Meadows has spent the past few years working for a far-right think tank, the Conservative Partnership Institute. Thus far, the only press around the group has come from a Washington Post piece that revealed confusion over the organization's buying up real estate all over Capitol Hill. The group also hosts a kind of social club for Republican lawmakers, Raw Story was told.
CNN reported some new lawmakers were "so taken by Meadows, at one point they considered nominating him for Speaker. Meadows ultimately rejected the suggestion, telling lawmakers he preferred to operate behind the scenes."
Sources have told CNN that, despite not becoming the Speaker, he has been working with many of the right of the Republican party in an effort to pull the strings on the debt ceiling strategy. Democratic strategist Chai Komanduri said Donald Trump is doing the same, thinking if he can sink the economy, he has a better shot of winning in 2024.
The "right flank may try to stand in the way of any concessions made in a compromise with President Joe Biden and congressional Democrats," the CNN report cautioned.
The concern among analysts is that Speaker Kevin Carthy's so-called "right flank" could unseat him if they don't like the deal that he makes with the White House.
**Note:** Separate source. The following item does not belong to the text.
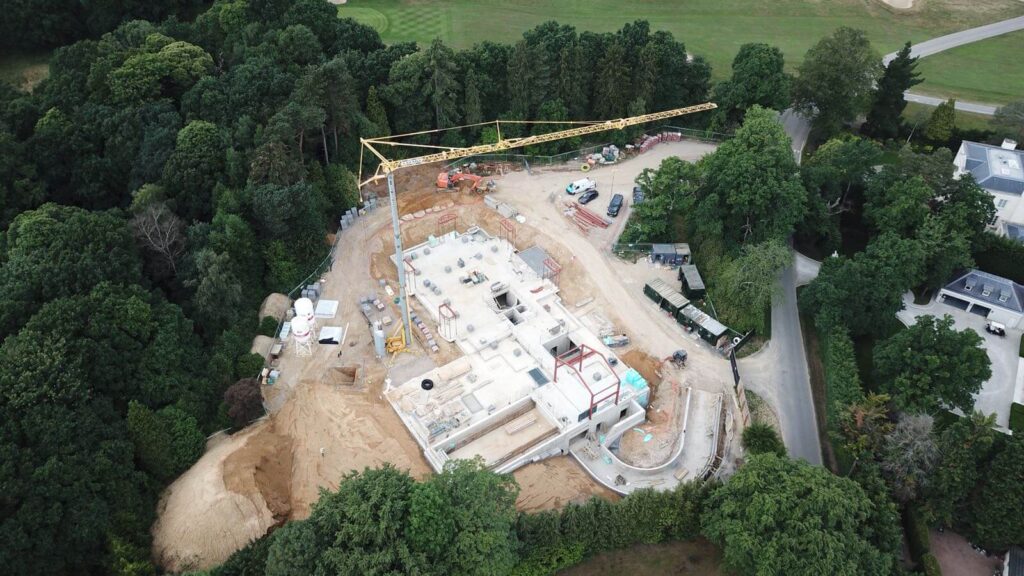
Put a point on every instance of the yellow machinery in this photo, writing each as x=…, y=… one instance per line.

It incentivizes them instead of a more moderate, bipartisan approach.
Meadows has faded from the public spotlight so much that not even Donald Trump's people have a handle on him – despite him possibly being a central player in the special counsel investigation into Trump's involvement in the effort to overturn the 2020 election results.
"A source close to Trump’s legal team said Trump’s lawyers have had no contact with Meadows and his team and are in the dark on what Meadows is doing in the investigation, fueling speculation about whether Meadows is cooperating with the special counsel’s probe – or if Meadows himself is a target of the investigation," said CNN.
“We’ve all heard the same rumors,” a Trump adviser said. “No one really knows what he’s doing, though.”
Even Meadows' allies say he wants to "help steer the direction of the country," with others saying he's "driven by a desire for power"
“He is all about getting information so he can be seen as important to donors, other members, the media,” a senior GOP source who once worked for a Freedom Caucus member told CNN. “People don’t trust him.”
Another source suggested Meadows might want to work in the White House again, which a source close to Trump "scoffed at."
Back home, the once-beloved Congressman has become something different.
“I used to joke it was Jesus and then Mark Meadows in the 11th. He was just a couple rungs below Jesus in western North Carolina. He would arrive and it was like Elvis,” said a GOP activist. “Now I think he’s just kind of a non-factor if you were to talk to anyone in western North Carolina.”
Meadows was even accused of voter fraud after it was found he was registered to vote in North Carolina, South Carolina and Virginia (where he lives).
"Public records showed Meadows, a Republican, listed a mobile home in Scaly Mountain, North Carolina, that he did not own as his physical address when he registered to vote on Sept. 19, 2020, while he was still serving as chief of staff," the Associated Press explained.
Trump won the state by just over 1 percent in 2020, and Meadows cast an absentee ballot from there and Attorney General Josh Stein refused to prosecute. Meadows appears to be exclusively living and voting in Virginia now.